At my last job, I used to write technical paper for conferences, which was a great way to travel.  One conference was in Mexico and I steadfastly refused to go - with good reason.  Good Lord.

Wednesday, October 08, 2014

Where's the love?

Gallup: "More Still Say Health Law Has Hurt Instead of Helped Them - Nearly half in U.S. say ACA will make healthcare worse in long run."

Film review: "Divergent" - Stereotypes on steroids

I saw this movie last night and at first I'm like "meh" but the more I thought about it, the worse it became.

In a dystopian future Chicago, everybody is separated into five factions.  The "Amity" faction are a bunch of hippy-dippy farmers, possibly sampling too much of their crop.  The "Candor" faction "always tells the truth" which amounts to be that rude douchebag who says: "Yes, that dress does make you look fat."

But the main story is the conflict between "Erudite," "Dauntless" and "Abnegation."  Make no mistake: the "Abnegation" faction which chooses a simple lifestyle and helps the poor (i.e. "Factionless") is the hero of the story.  This faction runs the government but here comes "Erudite" - the brains of society - to take over.  Because that's what the smart overclass does.  Thanks Citizens United!

But wait: how can these pencil-pushing poindexters take over the government?  Well, they take control of the "Dauntless" faction by literally turning them into mindless drones.  Maybe I'm overreacting but this struck me as a calumny against the military as a whole.

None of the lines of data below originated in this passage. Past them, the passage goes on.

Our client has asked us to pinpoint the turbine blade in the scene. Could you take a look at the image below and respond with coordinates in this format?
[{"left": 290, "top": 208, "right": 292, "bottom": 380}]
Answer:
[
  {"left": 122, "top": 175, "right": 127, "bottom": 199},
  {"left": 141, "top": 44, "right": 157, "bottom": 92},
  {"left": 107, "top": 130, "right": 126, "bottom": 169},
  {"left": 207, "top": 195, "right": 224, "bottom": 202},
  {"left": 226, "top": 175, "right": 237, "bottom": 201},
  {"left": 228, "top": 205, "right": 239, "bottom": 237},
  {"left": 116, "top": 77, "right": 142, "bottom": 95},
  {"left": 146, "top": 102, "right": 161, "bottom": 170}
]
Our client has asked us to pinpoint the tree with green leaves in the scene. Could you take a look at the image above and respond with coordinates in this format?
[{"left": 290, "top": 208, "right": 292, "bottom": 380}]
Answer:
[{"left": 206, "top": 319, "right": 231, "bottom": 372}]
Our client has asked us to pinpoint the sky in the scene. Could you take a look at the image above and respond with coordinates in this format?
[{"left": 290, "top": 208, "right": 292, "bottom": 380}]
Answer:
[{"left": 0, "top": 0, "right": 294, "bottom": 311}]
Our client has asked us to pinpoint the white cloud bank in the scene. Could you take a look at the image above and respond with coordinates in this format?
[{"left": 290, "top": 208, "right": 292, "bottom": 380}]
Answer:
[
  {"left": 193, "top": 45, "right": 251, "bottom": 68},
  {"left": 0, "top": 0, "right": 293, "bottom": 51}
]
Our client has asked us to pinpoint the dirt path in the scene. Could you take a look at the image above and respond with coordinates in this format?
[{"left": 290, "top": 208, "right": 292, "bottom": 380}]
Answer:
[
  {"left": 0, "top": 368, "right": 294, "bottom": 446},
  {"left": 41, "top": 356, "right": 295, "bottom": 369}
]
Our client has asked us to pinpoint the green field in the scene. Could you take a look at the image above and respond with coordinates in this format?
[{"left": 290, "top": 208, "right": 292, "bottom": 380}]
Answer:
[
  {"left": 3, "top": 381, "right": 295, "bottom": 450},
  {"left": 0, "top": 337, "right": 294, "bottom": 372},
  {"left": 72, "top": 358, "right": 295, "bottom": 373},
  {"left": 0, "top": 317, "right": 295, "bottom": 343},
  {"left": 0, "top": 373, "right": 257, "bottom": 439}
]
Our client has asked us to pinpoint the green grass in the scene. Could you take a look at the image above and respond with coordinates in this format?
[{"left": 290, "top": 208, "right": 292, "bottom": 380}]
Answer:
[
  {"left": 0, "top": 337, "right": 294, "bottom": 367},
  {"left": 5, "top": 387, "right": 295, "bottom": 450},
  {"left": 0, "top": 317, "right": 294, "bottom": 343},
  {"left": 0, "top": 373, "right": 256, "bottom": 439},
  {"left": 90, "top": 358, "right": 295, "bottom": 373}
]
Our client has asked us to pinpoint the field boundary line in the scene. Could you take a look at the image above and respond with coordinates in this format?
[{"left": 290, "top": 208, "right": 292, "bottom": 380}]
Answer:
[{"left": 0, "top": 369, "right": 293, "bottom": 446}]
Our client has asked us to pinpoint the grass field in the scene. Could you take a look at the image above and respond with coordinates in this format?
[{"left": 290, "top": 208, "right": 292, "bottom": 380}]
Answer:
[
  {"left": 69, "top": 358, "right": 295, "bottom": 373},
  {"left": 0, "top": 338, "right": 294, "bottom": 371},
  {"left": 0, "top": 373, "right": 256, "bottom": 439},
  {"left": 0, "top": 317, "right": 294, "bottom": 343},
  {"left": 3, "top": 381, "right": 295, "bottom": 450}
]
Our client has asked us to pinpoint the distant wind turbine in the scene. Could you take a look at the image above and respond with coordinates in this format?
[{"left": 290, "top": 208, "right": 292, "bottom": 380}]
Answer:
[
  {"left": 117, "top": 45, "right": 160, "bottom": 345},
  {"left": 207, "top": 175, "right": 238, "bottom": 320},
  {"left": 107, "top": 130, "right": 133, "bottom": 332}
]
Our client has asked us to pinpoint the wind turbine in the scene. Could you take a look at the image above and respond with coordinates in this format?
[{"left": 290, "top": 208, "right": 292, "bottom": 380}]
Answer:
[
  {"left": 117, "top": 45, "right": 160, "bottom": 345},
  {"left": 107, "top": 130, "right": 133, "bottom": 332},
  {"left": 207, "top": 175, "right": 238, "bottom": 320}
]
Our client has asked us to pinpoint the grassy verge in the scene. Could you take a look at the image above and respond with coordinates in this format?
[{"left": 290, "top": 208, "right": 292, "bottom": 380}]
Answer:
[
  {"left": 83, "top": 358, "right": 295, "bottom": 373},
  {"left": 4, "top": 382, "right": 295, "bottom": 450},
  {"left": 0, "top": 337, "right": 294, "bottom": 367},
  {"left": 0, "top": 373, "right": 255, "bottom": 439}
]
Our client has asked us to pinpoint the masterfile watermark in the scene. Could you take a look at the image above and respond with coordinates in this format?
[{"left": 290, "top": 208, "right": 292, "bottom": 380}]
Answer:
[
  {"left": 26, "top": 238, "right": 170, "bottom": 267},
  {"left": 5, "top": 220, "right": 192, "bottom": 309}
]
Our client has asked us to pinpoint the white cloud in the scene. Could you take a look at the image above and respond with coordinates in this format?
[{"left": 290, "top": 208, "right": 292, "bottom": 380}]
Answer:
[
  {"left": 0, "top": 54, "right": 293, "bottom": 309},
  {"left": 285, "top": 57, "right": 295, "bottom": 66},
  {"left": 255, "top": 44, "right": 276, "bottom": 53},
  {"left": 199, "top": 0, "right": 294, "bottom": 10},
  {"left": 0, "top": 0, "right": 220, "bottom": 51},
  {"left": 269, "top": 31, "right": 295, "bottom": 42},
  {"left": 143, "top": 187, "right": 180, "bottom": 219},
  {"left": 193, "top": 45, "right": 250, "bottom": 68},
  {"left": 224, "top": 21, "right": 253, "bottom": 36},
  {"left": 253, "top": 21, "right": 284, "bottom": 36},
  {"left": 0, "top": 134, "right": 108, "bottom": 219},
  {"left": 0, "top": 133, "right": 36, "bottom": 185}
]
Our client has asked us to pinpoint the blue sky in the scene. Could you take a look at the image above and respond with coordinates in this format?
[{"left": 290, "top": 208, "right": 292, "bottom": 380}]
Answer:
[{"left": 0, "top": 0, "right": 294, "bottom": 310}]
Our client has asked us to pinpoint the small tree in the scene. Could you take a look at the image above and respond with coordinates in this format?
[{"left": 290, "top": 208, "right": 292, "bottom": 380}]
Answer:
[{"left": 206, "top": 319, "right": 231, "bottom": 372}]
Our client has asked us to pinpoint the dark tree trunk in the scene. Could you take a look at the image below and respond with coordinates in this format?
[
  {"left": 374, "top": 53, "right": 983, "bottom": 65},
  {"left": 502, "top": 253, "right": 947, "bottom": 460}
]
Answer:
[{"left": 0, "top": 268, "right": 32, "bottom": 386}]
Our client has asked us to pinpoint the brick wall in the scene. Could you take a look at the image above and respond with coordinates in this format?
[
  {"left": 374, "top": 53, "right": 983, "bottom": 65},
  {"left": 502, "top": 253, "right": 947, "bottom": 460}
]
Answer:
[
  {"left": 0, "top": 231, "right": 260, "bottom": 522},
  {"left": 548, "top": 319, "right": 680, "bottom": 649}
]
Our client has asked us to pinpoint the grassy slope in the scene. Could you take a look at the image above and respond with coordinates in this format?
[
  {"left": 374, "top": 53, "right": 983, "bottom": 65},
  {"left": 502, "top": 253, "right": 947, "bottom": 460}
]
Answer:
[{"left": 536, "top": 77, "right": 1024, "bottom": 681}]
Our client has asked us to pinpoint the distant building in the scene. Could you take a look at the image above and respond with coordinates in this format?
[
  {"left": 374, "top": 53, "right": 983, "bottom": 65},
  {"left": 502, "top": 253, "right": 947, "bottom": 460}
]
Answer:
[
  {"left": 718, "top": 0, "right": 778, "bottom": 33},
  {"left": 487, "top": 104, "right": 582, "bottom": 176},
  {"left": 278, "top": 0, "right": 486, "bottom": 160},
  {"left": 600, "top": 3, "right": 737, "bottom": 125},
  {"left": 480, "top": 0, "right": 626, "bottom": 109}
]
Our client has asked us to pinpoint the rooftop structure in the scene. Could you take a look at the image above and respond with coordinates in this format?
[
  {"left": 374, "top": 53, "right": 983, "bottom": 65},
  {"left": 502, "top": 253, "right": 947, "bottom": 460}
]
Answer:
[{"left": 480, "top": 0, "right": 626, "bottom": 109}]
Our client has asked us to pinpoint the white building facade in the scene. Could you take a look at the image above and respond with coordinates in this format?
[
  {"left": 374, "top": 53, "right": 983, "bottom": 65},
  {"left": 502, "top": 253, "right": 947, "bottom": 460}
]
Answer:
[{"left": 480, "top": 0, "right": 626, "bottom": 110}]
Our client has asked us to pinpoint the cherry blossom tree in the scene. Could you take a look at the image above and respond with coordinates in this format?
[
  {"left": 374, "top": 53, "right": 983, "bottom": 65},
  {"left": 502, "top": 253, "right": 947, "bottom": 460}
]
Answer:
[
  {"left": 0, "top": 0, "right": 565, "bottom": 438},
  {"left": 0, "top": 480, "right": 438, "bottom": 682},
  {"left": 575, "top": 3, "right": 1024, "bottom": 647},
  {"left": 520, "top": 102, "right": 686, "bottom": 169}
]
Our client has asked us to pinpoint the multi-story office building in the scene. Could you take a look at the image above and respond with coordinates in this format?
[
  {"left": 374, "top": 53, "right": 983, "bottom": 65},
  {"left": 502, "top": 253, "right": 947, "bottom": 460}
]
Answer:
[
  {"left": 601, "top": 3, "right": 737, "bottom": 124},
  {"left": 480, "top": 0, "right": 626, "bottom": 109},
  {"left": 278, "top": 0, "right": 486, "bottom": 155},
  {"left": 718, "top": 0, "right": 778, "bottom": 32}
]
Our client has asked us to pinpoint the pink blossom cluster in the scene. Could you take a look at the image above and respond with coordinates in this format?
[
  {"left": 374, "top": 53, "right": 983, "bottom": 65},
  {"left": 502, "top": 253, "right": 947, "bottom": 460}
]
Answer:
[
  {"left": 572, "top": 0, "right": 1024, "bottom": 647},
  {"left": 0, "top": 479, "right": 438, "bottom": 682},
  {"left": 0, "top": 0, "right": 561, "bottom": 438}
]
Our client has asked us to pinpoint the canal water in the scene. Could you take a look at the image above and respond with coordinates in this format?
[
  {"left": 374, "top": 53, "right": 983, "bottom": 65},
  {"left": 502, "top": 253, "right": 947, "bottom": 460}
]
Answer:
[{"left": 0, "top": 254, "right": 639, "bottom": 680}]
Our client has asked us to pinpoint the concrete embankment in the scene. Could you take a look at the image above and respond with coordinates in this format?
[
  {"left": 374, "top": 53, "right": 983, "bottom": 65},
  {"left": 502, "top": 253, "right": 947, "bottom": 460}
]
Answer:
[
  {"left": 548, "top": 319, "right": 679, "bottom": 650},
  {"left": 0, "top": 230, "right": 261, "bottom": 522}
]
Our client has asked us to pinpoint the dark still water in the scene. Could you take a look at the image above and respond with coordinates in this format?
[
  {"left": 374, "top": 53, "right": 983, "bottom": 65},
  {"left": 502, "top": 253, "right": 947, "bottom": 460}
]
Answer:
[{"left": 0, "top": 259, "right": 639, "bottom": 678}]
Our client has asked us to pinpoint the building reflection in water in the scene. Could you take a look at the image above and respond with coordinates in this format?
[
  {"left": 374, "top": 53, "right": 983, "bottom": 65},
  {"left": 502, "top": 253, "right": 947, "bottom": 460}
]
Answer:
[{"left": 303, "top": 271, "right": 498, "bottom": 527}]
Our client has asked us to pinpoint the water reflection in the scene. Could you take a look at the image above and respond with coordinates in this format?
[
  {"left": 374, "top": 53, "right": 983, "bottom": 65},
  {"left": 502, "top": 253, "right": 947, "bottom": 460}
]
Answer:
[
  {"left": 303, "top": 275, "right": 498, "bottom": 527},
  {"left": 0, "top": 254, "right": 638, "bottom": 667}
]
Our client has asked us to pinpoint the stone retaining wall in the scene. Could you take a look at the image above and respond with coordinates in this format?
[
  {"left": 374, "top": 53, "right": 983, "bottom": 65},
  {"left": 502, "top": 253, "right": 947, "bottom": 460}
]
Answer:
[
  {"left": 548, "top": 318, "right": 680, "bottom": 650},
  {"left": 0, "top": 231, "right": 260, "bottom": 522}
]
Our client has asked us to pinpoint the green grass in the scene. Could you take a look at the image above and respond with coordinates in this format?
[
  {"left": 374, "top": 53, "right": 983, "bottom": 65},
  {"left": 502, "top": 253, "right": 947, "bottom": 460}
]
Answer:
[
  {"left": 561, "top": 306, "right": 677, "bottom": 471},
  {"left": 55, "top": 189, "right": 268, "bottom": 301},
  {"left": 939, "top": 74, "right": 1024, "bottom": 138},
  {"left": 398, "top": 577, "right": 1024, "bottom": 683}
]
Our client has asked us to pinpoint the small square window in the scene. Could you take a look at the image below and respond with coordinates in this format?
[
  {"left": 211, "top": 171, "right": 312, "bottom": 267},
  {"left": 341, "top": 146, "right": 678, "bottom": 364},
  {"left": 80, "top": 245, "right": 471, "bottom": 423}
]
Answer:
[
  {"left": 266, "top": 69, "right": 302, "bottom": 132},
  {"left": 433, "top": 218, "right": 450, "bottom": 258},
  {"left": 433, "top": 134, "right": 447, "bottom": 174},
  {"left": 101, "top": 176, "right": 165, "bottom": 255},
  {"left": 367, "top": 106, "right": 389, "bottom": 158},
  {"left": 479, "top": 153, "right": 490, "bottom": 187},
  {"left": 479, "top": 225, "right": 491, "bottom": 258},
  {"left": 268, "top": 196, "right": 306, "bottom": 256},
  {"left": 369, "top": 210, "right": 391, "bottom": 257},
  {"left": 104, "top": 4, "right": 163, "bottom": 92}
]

The movie is full of insults to the intelligence, large and small.  There is one annoying character who exists only to bad-mouth the protagonist (Tris); we get it, dude, you're here to introduce conflict.  The Abnegation father, who has clearly never touched a gun in his life, turns into shotgun-pumping Rambo.  The movie closes with our heroes "riding the train to the end" which means something, I don't know what.